Irish Re/Insurance Market ‘Holding up’ Despite Financial Crisis, Says DIMA CEO

By | April 5, 2010

Ireland in general and Dublin in particular are in a financial crisis but the insurance and reinsurance sectors appear to be weathering the storm.

In a recent interview, Sarah Goddard, CEO of the Dublin International Insurance Management Association (DIMA), said that insurance and reinsurance “are very much holding up.”

“We see a marked increase in the activity of the players here, so we’re seeing organic growth, which is great to see,” she said.

According to Goddard, while the overall Irish economy is “having problems at the moment,” most of them stem from the property and construction boom. “The banking crisis, which is currently being ‘unraveled’ at this point in time, was very much localized. It was to do with the property bubble,” she said.

Goddard described the efforts of the National Asset Management Agency (NAMA), as being “not dissimilar in a strange way to what Lloyd’s did with Equitas.” It’s designed to “take the poison out of the system.” She has first hand experience of that crisis, as she worked on both Lloyd’s Reconstruction and Renewal plan and Equitas, as a member of Lloyd’s communications department.

NAMA operates as the “bad bank,” buying toxic assets, i.e. mostly non-performing loans, at substantial discounts ranging between 58 percent for Irish Nationwide Building Society to 35 percent for the Bank of Ireland and 43 percent for Allied Irish Bank.

The country’s commitment, however, to attracting foreign direct investment remains unchanged, and is looked to as necessary for a recovery. Goddard said Ireland has successfully attracted biochemical firms, but the most important sector remains re/insurance. A recent survey by Z/Yen on Dublin’s competitiveness gave the number one position for Ireland/Dublin to the insurance and reinsurance sector and these areas are in fact “certainly holding up.” according to Goddard.

Not only are present companies remaining in Ireland, but also new companies are entering.

“In the last few months we’ve seen headquarters come in from Willis, which has had a presence in Ireland for a hundred years through the Coyle Hamilton operations and has a reinsurance operation here. We’ve seen XL decide to redomicile its global headquarters; now they first set up in Ireland 20 years ago,” she said.
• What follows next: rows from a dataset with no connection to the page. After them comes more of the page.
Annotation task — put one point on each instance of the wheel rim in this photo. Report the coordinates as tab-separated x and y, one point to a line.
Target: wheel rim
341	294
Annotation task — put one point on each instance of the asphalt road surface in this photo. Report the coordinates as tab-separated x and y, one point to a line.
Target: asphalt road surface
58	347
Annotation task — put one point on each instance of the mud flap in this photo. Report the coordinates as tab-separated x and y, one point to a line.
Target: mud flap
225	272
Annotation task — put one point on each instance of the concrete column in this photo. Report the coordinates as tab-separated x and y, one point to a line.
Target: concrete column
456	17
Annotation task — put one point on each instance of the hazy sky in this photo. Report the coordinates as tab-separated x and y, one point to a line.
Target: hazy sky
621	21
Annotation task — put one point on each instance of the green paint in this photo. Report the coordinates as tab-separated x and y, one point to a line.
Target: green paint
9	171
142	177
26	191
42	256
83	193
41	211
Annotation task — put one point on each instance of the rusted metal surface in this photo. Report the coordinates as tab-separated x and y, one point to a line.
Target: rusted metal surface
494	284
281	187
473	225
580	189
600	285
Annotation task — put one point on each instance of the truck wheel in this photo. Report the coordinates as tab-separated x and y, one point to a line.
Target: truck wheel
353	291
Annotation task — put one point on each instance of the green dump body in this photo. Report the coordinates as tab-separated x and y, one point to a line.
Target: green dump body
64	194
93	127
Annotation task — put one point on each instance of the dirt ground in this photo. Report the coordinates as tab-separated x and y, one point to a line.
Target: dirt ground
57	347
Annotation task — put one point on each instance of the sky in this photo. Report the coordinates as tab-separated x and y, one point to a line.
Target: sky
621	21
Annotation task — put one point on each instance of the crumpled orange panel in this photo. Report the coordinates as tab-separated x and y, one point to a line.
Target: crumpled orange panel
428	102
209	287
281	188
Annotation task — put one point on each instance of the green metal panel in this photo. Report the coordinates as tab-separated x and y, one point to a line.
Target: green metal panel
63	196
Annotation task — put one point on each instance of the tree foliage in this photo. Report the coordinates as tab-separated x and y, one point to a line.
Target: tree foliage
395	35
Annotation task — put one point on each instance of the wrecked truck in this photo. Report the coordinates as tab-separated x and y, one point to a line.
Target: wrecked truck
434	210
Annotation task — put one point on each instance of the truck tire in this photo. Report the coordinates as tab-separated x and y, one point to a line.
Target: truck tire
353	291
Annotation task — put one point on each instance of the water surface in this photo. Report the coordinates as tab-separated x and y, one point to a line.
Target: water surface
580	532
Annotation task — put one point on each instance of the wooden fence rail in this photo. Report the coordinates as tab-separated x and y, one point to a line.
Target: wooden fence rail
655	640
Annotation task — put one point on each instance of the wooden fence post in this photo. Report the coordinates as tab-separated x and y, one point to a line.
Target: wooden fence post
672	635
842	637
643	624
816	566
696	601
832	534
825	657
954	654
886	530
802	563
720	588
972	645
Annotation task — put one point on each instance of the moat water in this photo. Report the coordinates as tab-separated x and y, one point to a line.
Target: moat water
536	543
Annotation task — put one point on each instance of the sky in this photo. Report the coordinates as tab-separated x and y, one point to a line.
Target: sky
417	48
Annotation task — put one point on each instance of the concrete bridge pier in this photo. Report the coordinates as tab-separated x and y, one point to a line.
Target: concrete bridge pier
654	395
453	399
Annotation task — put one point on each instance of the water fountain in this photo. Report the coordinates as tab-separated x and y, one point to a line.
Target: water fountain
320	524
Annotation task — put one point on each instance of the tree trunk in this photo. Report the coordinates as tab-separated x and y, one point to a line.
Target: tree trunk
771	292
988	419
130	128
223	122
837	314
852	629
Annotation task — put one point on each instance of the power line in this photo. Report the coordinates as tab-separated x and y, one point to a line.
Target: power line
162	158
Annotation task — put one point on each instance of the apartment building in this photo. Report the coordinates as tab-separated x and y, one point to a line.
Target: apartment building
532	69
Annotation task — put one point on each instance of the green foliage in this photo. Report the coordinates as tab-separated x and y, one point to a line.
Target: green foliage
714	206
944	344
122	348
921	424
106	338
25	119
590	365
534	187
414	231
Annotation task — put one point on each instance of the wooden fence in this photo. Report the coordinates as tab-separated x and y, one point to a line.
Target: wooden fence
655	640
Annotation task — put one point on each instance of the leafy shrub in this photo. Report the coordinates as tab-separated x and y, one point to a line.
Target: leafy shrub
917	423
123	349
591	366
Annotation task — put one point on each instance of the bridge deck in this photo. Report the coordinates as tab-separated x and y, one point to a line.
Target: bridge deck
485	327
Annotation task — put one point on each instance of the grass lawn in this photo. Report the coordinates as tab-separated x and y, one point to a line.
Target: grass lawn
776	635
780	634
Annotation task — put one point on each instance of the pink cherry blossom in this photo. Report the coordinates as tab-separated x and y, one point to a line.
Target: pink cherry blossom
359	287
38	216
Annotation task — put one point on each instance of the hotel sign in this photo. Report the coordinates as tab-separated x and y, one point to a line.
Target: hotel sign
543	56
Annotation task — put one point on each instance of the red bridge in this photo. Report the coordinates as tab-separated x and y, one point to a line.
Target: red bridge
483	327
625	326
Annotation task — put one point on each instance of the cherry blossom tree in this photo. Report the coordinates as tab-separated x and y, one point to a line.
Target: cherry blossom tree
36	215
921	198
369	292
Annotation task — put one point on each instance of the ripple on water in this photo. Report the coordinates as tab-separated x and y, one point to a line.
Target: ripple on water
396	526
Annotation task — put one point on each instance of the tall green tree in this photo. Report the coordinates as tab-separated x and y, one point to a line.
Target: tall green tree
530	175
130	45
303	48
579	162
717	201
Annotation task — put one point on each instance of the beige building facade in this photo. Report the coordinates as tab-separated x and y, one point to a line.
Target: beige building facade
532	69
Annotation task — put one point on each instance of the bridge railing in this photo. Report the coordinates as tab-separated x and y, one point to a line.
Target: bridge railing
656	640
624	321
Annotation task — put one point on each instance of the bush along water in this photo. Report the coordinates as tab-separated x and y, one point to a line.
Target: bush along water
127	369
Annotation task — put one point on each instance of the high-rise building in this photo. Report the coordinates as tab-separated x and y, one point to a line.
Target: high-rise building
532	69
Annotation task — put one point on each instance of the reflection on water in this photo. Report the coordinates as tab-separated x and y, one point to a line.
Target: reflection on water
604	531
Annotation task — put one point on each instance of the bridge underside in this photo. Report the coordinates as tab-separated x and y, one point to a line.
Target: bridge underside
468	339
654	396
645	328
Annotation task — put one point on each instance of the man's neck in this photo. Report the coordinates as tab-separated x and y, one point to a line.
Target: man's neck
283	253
Ireland was the first country where XL decided to locate outside of Bermuda when it established a reinsurance operation there.
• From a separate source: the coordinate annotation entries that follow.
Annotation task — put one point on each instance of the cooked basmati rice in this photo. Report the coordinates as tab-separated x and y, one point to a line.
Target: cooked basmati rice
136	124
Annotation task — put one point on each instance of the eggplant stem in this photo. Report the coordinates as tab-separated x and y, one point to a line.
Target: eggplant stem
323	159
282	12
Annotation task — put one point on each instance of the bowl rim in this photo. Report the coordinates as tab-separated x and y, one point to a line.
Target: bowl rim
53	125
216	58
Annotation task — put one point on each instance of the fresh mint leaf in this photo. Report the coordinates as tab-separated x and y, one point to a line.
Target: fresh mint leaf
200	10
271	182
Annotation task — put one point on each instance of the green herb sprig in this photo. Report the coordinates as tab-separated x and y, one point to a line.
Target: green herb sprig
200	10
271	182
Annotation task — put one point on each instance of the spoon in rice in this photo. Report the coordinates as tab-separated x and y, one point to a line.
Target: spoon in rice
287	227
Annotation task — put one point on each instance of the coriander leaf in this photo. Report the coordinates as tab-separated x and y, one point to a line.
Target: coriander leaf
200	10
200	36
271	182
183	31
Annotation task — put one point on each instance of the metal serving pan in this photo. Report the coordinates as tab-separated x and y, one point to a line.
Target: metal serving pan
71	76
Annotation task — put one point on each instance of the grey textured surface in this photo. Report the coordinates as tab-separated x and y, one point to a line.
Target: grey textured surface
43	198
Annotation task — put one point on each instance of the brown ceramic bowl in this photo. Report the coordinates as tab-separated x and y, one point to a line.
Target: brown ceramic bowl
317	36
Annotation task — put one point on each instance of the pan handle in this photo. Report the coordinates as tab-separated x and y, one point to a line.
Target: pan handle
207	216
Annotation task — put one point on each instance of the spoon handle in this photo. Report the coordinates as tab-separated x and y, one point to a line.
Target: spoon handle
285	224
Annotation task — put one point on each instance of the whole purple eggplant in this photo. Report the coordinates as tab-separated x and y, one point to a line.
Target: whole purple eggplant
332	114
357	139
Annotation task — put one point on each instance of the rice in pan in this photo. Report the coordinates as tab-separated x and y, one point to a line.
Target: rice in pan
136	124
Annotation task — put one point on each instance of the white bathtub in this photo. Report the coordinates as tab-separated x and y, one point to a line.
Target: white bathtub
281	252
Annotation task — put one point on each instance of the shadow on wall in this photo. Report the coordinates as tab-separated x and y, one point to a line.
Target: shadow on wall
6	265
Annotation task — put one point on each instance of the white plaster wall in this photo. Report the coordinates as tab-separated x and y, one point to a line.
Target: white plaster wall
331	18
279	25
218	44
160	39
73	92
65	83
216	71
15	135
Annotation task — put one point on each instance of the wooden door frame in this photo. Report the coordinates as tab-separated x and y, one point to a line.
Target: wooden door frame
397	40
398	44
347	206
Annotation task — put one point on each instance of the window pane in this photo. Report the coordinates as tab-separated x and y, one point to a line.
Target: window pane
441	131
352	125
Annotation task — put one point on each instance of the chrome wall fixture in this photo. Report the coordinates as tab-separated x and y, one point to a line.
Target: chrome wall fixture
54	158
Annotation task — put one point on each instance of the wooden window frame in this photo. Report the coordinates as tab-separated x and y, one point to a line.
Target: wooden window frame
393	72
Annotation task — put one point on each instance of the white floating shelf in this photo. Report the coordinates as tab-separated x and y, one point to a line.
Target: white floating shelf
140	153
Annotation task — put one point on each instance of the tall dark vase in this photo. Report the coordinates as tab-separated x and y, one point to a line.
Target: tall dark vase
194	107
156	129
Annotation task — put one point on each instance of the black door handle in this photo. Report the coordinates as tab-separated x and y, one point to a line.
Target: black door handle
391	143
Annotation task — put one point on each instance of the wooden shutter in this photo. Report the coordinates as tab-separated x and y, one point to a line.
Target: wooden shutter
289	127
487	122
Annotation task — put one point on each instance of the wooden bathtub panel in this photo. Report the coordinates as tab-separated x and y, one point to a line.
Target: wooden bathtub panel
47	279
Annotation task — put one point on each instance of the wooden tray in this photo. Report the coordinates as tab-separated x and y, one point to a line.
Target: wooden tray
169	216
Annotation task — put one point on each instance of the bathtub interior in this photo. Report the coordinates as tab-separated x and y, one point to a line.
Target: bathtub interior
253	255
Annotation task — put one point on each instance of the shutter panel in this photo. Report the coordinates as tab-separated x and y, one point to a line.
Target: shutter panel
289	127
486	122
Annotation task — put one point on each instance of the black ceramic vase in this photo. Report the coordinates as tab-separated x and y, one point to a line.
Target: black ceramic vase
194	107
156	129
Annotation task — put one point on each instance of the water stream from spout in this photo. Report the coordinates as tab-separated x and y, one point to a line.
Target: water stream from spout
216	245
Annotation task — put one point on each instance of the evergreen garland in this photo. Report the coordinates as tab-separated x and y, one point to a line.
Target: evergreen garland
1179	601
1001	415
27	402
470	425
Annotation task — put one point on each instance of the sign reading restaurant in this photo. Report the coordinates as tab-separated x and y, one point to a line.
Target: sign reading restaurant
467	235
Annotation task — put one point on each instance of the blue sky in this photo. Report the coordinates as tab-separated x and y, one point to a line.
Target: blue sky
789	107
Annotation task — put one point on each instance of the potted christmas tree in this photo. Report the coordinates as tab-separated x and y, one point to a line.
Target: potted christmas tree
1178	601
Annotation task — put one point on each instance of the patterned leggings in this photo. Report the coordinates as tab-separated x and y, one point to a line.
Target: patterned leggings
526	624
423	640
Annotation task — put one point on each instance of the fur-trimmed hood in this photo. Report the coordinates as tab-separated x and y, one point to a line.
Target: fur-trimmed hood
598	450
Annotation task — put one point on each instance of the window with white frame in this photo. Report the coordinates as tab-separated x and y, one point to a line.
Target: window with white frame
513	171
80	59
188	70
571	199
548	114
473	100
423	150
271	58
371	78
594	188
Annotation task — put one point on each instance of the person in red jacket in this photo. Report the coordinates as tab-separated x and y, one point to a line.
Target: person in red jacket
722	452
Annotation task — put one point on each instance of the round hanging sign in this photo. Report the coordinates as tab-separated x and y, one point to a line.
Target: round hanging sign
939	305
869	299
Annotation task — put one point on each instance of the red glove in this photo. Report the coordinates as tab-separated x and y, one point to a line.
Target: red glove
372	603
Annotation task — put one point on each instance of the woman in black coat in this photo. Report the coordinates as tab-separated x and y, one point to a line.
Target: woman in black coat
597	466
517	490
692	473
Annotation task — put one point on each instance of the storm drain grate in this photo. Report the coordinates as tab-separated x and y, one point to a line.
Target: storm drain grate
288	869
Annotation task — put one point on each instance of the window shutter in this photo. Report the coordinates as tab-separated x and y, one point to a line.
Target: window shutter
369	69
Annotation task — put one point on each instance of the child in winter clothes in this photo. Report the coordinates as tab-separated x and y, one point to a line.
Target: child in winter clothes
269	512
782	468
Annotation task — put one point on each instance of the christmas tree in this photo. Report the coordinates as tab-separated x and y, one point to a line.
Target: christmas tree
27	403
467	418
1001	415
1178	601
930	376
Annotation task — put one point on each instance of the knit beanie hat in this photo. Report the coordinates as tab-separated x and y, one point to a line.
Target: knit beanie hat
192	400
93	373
There are also new players attracted by either “the hub and spoke opportunities, having an operation here and being able to go cross border, or from looking at the point when it comes to Solvency II where they need an onshore European operation when they’re ex-European.”

Concerning the ever looming imposition of the Solvency II regulations, which will shift the focus of regulators from strictly financial, i.e. capital, requirements, to a more complex formula based on the degree of risk an insurer is exposed to, Goddard said there’s “obviously still some time to go before the whole Solvency II project to be completed.”

Irish regulators, insurers, and organizations like DIMA and FERMA, the Federation of European Risk Management Associations, have been working with CEIOPS (Committee of European Insurance and Occupational Supervisors) to address several important issues. These include newly proposed increases in capital requirements and the degree of regulation to be imposed on captives.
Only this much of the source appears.